The Vira I. Heinz Program for Women in Global Leadership recently announced this year’s scholarship recipients.
Every year, the Vira Heinz Program offers at least three scholarships for each of the 16 participating colleges to give to eligible students. These scholarships are funded by the Heinz Endowments, which has a mission to help the region “prosper as a center of creativity, learning and social, economic and environmental sustainability.”
To be eligible to apply, female students must be sophomores or juniors who have never traveled outside of the country.
Pat Bristor, associate dean of students, said schools can receive more than three scholarships if other schools don’t use all of the scholarships given to them.
“Waynesburg University has received more than three for many years,” Bristor said. “This year, we have six.”
The six recipients are: Kara Compton, junior criminal justice major with minors in sociology and political science; Nia Shuler, sophomore criminal justice major; Alexandra Reineck, sophomore biology pre-med major; Rebecca Fremd, junior nursing major; Elena McDermott, sophomore environmental science major; and Briana Zaharko, sophomore nursing major.
To be accepted into the program, these six students had to submit a completed application, two letters of recommendation and their transcripts. In addition to this, the students had to take part in an interview.
“What we’re looking for in the interview,” Bristor said, “is someone who is excited about this opportunity, is well prepared, is able to convey their program to us [and] how it fits into their major [and] into their career path [and] somebody who can represent themselves well, but also the university and the United States.
The selection is made after interviews, and if there are extra scholarships, Bristor said a committee from the program reviews the applications of the alternates and decides who should receive the remaining scholarships.

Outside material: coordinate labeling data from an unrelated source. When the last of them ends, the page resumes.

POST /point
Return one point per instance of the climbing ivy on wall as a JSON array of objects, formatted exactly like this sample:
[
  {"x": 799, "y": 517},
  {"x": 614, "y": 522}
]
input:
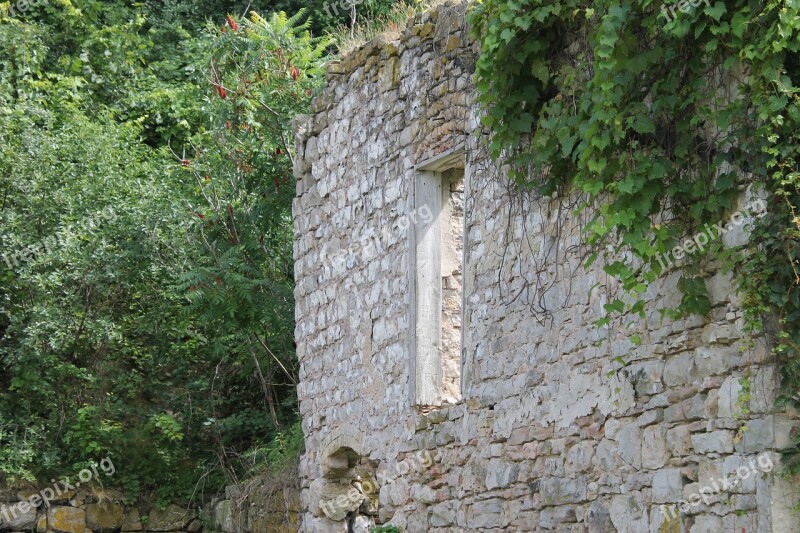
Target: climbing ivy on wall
[{"x": 658, "y": 115}]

“I think that it’s a testament to our students that over and over again, the foundation pulls from our alternate pool to fulfill the extra spots,” Bristor said.
The students will be finalizing the details for their trips in the next couple of months. Then in the summer, they’ll travel to the countries where they chose to study. These include: England, Africa, Belize, India, Australia and Costa Rica.

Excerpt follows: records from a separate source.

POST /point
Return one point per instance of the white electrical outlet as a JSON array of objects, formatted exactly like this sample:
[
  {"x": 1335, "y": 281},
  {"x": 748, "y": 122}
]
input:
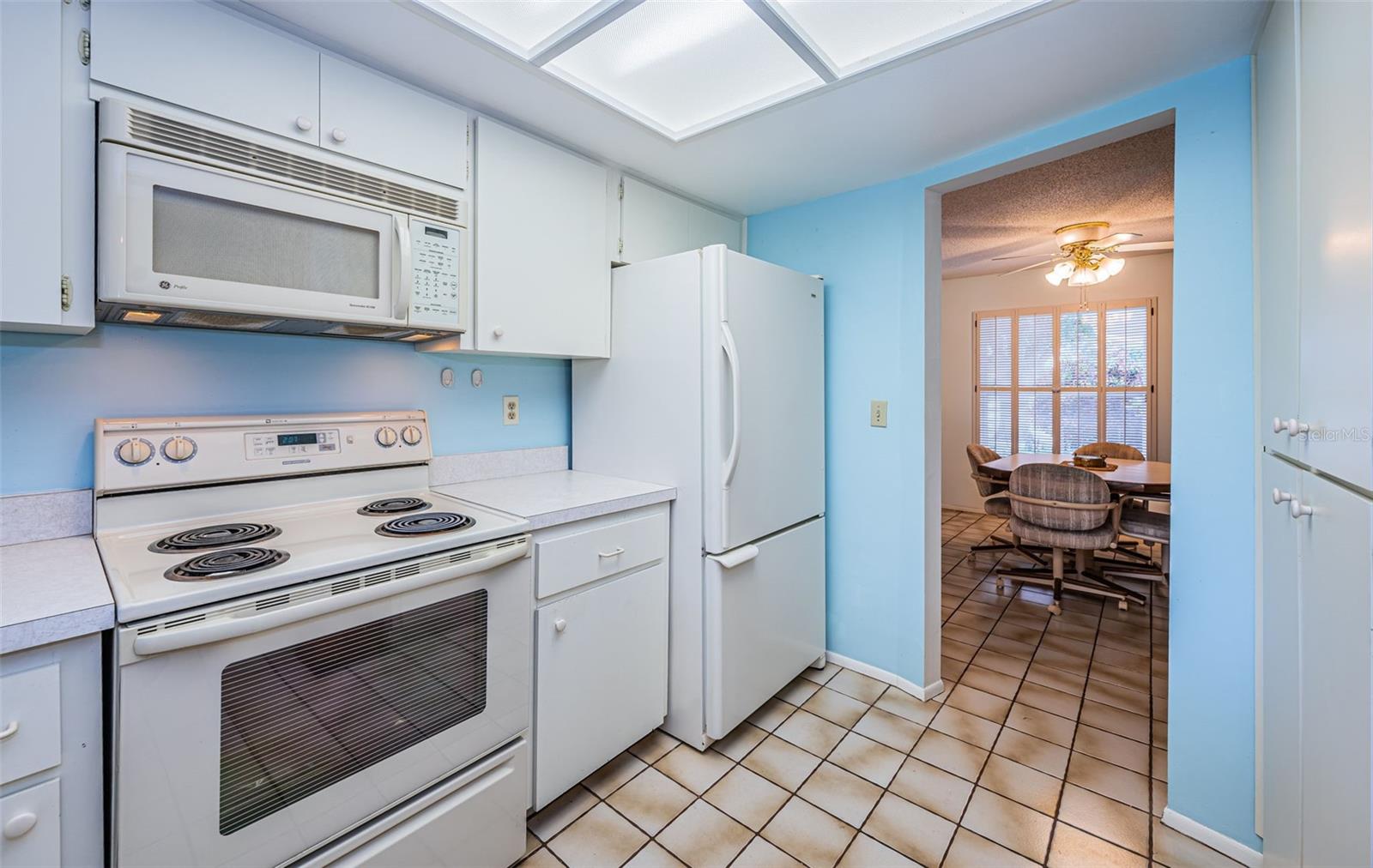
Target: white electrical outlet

“I’m very excited; I definitely feel blessed,” Fremd said.
Fremd will travel to Bengaluru, India, where she will be taking two classes and helping out in the local community. The classes she will be take include a health care class and a women’s issues in Indian society class.
“We’ll be going to women’s shelters and helping them and trying to teach them how to deal with situations of physical and sexual abuse and domestic violence,” said Fremd. “I’m pretty excited to do that because I’m a really big advocate for that.”
Aside from studying abroad, the program incorporates a lot of other opportunities in which the students must get involved.
“It’s more than just an opportunity to study abroad,” said Bristor. “It’s a leadership program.”
Recipients must attend retreats in March and September as well as a study abroad trip in the summer. When they return from their trip, they have to put together a community engagement experience with the other scholarship recipients and write a report about it. Altogether, the program is about a year long.
“I think it’s really cool to have the Vira Heinz scholarship to offer people that haven’t been out of the country the opportunity to,” said Compton, “and then have a group or cohort of young ladies experience it together and take what they’ve learned from abroad and bring it back here and try and impact their community with it.”
Compton will travel to London, England, where she will participate in a wrongful conviction and human rights program. Like the other recipients, she is currently solidifying the details of her trip.